The man chuckled. "As far as you're concerned, I'm the captain." He pointed down the wharf toward an uninspiringly dour three-masted schooner.

"She's the Lake Smoke. Be at the dock half an hour before sunrise. Stand there and keep quiet. I'll find you. If you start asking around, you'll stay behind." The man quoted a price double the ferry rate, payable half in advance, half in the morning. As none of this seemed open to negotiation, Walter simply agreed and paid the man and spent a second night at the boardinghouse. An hour before sunrise he arrived at the dock. A cottony fog swathed everything; he could hear men's voices aboard the Lake Smoke, though he could barely see the schooner. He sat with his back to a pier log and his bundle under his elbow. As the fog thinned, an orange sky salted with stars grew visible overhead. The first rays of sunlight lit the top of the Lake Smoke's masts. Just when he decided he'd been duped, that he was going to be left watching the ship depart, the man materialized out of the white flannel of fog.

"The money," the man said. Walter handed across the bills he'd been folding and unfolding as he waited. The man counted them and jammed them into his pocket and led Walter up a gangway, then across the top deck of the ship. They came to a ladder leading downward into a dim, empty chamber.

Walter squatted and looked in. "Who's in there?"

"You think you're the only one who needs to cross?" the man hissed. "Climb down and keep quiet. We'll be in port late tonight. Stay put until I come get you."

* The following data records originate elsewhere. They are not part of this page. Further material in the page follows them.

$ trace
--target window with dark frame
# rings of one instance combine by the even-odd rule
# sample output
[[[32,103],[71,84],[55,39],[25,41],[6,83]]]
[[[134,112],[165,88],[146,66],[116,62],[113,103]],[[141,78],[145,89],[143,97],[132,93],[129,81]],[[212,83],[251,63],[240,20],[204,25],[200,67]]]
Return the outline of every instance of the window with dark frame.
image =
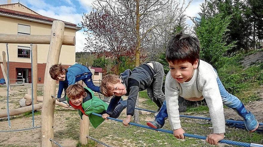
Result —
[[[30,34],[30,26],[22,24],[17,24],[17,34]]]
[[[30,58],[30,48],[18,46],[17,47],[17,57]]]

the lumber hold, though pooled with tree sap, and dark with the hatch closed, was not unpleasant. The sailor must have spirited him aboard at the very last minute, for already Walter could feel the ship being towed away from the dock. In the gloom he made out a dozen other stowaways sprawled about.

"Psssst," a voice said. "What'd you pay?"

Walter squinted around, trying to identify which of the shadows had spoken. "Two dollars yesterday and two this morning," he said.

"Bastard charged me three and three. I heard you could get across on the Brunhammer for five in all if you're willing to work."